Das ergibt neue Arbeitsfelder für Musikpädagogen, Mitarbeiter in der Seniorenarbeit, Kirchenmusiker und Musiktherapeuten und erfordert grundlegendes Wissen über die körperlich-geistig-seelischen Veränderungen, die mit zunehmendem Alter einhergehen. Immer wieder höre ich von Menschen, die in diesem Feld arbeiten, wie sehr sie diese Tätigkeit schätzen und wie sehr sie es genießen, die Freiheit der Älteren zu erleben. Für die Qualifizierung von Multiplikatoren in diesem Bereich sind an den Landes- und Bundesakademien unterschiedlichste Fortbildungen und Fachtagungen zu finden.
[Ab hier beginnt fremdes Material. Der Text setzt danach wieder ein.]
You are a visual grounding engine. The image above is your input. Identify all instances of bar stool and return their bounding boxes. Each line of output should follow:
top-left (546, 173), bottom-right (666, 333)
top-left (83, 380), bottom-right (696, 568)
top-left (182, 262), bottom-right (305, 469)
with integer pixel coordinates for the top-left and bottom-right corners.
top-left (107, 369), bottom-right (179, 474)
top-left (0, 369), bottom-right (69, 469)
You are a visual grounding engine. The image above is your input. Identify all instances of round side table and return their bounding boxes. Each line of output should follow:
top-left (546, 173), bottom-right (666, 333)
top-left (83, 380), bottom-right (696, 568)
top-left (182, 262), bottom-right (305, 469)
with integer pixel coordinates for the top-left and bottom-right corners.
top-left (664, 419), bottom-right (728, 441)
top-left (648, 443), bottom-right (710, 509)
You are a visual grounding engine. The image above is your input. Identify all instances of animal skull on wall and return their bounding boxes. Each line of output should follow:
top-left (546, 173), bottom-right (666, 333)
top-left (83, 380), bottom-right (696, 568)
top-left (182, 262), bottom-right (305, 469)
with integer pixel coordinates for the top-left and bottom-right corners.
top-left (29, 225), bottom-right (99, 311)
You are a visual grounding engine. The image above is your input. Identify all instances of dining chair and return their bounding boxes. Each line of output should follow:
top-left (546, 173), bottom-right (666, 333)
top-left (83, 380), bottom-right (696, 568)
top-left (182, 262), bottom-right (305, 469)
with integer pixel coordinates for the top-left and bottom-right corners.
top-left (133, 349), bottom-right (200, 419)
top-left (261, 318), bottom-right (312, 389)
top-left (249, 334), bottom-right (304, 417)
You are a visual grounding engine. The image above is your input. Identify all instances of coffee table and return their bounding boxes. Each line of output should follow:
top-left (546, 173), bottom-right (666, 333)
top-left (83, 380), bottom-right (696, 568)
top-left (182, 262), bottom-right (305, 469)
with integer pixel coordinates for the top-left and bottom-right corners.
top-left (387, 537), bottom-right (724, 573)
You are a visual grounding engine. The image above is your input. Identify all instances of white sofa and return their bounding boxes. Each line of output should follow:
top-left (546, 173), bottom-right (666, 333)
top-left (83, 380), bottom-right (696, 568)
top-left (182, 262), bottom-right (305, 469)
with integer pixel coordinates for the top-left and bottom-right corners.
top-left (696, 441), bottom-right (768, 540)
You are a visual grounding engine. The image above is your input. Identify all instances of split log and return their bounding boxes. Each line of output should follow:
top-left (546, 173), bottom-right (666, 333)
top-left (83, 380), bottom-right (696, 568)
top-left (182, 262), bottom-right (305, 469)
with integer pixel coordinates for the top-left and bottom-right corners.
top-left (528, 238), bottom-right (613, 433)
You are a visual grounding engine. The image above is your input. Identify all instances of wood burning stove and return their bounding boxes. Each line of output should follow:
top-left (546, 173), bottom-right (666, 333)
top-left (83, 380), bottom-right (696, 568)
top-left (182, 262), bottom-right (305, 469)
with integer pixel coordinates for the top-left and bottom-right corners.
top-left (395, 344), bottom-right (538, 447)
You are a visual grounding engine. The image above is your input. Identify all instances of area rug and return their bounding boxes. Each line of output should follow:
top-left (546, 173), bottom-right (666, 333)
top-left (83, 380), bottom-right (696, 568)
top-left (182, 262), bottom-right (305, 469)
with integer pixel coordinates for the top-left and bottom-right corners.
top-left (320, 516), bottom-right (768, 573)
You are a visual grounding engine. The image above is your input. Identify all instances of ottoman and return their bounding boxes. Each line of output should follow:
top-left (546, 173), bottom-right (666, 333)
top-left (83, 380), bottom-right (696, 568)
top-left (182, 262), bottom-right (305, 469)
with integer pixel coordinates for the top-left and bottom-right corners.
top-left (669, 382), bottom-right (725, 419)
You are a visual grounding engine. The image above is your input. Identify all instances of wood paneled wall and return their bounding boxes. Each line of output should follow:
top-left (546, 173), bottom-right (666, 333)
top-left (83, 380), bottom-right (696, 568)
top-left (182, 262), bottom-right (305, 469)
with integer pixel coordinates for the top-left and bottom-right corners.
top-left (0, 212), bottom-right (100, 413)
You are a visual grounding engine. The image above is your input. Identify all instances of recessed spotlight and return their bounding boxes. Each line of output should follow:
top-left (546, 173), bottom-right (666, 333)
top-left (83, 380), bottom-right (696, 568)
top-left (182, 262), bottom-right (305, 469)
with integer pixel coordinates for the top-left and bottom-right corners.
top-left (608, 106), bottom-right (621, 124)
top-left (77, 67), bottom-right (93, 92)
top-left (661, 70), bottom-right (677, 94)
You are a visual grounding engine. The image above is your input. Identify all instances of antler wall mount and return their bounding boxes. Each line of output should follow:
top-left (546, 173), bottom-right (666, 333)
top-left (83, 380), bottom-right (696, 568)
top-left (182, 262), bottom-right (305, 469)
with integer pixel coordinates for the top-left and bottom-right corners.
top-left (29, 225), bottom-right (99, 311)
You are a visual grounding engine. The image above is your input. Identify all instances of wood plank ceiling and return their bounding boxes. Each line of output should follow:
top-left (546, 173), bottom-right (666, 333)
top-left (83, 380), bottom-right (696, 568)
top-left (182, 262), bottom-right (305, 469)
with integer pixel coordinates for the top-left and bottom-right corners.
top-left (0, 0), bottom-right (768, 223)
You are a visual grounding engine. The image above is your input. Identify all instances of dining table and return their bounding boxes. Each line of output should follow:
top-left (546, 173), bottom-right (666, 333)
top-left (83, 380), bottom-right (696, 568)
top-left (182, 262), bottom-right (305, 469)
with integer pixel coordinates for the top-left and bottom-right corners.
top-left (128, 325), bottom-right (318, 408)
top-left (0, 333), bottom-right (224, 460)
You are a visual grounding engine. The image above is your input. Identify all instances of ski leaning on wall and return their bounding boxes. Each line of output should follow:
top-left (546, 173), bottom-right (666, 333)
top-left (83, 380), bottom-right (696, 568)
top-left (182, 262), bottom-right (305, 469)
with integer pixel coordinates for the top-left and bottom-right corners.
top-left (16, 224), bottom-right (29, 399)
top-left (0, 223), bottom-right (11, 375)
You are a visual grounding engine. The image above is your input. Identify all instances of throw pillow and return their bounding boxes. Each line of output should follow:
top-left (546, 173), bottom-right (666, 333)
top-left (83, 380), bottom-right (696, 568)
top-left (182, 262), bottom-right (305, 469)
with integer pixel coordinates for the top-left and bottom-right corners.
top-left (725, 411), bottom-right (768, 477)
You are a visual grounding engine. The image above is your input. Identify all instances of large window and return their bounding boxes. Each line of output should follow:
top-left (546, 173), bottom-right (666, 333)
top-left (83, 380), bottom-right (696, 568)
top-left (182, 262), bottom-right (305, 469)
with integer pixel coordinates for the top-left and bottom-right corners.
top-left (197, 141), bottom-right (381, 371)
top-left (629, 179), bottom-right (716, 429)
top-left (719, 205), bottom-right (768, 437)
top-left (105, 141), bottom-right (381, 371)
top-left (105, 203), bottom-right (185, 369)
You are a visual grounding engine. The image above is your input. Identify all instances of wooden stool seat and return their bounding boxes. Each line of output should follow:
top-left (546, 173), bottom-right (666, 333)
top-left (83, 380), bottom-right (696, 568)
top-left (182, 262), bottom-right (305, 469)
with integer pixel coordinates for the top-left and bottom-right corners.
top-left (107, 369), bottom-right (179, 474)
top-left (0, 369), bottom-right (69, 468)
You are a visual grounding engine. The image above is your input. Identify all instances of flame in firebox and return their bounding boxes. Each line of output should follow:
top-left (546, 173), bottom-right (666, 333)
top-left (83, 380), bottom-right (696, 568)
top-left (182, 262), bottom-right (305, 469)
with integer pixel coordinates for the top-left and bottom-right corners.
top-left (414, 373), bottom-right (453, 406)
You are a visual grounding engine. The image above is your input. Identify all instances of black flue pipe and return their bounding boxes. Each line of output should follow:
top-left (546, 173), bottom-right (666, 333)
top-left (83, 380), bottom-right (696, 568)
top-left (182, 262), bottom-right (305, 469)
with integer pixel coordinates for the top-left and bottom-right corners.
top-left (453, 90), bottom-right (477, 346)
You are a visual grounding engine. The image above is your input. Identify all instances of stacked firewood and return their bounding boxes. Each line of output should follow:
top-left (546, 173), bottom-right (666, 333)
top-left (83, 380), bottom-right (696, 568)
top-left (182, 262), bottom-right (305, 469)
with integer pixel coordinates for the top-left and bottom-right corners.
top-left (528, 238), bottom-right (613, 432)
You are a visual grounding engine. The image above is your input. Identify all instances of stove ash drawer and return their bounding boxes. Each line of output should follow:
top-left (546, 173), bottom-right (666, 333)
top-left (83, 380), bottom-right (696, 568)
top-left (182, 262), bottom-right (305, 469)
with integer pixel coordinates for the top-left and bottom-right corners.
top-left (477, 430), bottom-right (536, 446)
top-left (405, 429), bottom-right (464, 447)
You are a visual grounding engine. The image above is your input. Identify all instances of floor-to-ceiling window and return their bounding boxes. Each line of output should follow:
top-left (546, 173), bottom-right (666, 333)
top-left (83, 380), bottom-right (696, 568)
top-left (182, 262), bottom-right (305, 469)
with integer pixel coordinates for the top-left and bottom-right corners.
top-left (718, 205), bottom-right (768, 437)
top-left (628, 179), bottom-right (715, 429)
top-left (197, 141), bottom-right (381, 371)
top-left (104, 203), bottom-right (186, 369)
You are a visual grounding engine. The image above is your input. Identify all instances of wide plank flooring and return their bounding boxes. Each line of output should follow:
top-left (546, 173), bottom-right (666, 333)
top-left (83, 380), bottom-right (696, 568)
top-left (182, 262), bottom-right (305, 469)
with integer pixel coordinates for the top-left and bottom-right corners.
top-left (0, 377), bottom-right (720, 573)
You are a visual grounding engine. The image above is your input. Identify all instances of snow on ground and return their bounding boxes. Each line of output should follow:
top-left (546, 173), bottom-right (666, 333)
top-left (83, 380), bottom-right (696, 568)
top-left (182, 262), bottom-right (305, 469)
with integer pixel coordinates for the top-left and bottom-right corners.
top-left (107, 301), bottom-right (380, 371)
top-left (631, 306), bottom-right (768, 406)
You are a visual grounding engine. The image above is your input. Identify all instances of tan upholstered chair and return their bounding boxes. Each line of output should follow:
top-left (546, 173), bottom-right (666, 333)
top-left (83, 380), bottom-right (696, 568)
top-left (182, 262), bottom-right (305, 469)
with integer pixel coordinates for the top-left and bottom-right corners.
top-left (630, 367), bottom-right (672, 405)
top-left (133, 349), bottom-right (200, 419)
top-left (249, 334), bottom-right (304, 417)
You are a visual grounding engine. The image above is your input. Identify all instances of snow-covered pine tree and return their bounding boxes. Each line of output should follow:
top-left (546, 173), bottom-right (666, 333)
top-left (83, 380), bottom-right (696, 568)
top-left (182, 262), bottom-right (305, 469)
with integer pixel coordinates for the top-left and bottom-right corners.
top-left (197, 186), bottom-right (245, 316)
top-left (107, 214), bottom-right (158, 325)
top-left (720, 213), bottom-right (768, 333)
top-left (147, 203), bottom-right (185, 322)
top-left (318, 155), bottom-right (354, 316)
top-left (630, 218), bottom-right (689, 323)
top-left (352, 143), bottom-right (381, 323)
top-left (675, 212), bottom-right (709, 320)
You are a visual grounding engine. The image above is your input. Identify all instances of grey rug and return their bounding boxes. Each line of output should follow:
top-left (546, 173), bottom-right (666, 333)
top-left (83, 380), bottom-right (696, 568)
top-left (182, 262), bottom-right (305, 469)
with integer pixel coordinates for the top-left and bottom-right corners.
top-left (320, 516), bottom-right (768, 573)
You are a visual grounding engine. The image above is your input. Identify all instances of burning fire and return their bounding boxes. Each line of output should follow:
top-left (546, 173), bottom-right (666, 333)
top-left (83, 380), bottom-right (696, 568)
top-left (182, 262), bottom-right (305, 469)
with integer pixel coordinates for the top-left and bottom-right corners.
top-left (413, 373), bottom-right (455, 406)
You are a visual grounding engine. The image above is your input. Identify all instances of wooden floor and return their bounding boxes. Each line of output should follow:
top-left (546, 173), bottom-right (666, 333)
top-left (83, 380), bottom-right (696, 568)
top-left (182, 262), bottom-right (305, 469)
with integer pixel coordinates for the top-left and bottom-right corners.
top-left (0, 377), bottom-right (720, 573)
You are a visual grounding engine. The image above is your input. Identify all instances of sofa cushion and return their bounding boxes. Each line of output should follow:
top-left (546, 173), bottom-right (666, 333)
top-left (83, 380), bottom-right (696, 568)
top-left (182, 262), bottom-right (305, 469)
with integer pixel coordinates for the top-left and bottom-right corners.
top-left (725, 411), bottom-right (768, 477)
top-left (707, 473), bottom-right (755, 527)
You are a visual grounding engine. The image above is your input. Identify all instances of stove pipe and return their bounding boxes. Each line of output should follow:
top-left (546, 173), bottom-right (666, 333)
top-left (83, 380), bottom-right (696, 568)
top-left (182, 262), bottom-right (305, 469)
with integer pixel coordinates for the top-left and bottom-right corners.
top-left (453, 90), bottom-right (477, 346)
Flaggschiff ist sicherlich der Lehrgang Musikgeragogik der Fachhochschule Münster, der unter der Leitung von Theo Hartogh und Hans Hermann Wickel auch an Musikbildungsstätten angeboten wird.
Entwicklungsbedarf besteht im Bereich interkultureller Angebote für Senioren. Wir werden zunehmend erleben, dass Menschen mit unterschiedlichstem kulturellem Hintergrund gemeinsam Senioreneinrichtungen nutzen und kaum gewöhnt sind, miteinander zu kommunizieren. Hier bieten musik- oder rhythmikgeragogische Angebote ungeahnte Möglichkeiten, gemeinsam die musikalische Kultur des jeweils anderen zu erfahren und dadurch miteinander in Kontakt zu kommen. Ein schönes Beispiel hierfür hat die Kölner Musikpädagogin Melisa Elgün unlängst beim letzten Musikschulkongress vorgestellt.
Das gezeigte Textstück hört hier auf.